The Town of Telluride’s summer sales tax numbers reinforce the fact that skiing is not the only thing that attracts tourists to the area.
June, July and August of 2014, for example, brought in more sales tax revenue than January and February of that year, and December, a holiday month, only brought in a bit more at $725,599 than did July at $617,813.
According to Gibbs, regardless of climate change or snowfall and certainly not because of it, Telski will continue to bone up on its offerings as a well-rounded destination resort rather than a one-stop-shop for skiers and skiers only.
“Ski resorts as a whole are working to provide more amenities for visitors year-round,” she explained, which is “partially due to the U.S. Forest Service finalizing policy guidelines last year that opened opportunities for ski areas to promote year-round recreation activities as part of the Ski Area Recreational Opportunity Enhancement Act.
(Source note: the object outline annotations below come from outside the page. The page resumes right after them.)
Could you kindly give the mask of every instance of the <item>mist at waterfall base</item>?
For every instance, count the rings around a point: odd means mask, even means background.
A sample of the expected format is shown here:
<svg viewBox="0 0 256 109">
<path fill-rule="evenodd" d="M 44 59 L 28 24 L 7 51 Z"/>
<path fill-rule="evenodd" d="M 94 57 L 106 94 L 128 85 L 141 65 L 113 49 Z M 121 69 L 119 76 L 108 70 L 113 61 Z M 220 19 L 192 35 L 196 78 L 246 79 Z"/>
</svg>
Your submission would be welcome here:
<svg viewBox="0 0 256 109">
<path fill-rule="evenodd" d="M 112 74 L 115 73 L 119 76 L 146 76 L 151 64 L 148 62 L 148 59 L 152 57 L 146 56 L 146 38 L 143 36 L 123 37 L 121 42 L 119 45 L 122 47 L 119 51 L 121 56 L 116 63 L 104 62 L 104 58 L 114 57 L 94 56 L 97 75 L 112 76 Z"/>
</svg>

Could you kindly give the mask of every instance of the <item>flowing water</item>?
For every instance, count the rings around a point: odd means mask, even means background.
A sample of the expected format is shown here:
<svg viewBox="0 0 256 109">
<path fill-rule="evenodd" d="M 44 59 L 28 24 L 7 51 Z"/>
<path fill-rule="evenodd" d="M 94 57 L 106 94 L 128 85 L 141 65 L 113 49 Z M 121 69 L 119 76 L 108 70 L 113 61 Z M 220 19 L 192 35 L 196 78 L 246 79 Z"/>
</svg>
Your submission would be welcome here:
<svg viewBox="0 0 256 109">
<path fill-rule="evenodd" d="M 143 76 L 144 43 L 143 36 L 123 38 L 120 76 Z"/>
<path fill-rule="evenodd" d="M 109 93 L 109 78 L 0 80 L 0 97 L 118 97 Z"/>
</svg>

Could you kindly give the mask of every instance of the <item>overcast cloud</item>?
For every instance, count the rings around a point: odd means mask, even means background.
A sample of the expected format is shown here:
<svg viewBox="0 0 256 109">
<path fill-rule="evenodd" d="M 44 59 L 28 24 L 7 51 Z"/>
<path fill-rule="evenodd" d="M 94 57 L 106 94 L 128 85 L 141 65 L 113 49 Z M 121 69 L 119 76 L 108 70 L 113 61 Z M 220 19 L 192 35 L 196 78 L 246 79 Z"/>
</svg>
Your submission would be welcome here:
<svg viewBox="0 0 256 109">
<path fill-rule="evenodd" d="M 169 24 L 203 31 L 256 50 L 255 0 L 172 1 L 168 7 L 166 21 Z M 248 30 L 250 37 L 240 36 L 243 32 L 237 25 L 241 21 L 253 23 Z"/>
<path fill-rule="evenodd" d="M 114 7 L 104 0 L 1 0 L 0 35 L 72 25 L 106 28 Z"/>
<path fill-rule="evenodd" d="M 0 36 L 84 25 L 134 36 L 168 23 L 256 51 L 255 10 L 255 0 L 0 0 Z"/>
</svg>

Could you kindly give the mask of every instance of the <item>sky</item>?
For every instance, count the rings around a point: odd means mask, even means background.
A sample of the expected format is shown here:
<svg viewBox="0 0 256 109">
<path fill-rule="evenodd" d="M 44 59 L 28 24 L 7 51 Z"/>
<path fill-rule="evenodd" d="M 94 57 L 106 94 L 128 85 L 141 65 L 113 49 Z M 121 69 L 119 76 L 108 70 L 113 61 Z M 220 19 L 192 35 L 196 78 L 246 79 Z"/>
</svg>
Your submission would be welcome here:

This act will help promote more of a year-round economy and we are looking into how we can grow our summer offerings in the coming years.”
But What of the Ski Bum?
Environmentalists might find some comfort in Telski’s commitment not to play a part in exacerbating climate change and environmental distress, as well as in the fact that overall snowpack has remained average.
Business owners and their employees can perhaps rest easy knowing that their livelihood does not solely depend on the mercy of the snow gods, and that Telski and the Town of Telluride are adept at marketing themselves to tourists – the lifeblood of the regional economy – regardless of the weather or season.
But what of the ski bum? The local who lives here to ski in the winter, and bike in the summer? Where is her silver lining? Telski can’t change the weather, though a willingness to consider staying open later in the season might be of some consolation if the situation becomes dire enough.
But for those of us who prefer our winter in winter, while the lifts are still running and ski patrol is still throwing bombs, while the snow is still light, fluffy and cold, when skiing in a t-shirt would be utterly unthinkable, we might just have to cross our fingers and hold our breath for 2016.
And if that doesn’t work? Well…there’s always Alaska.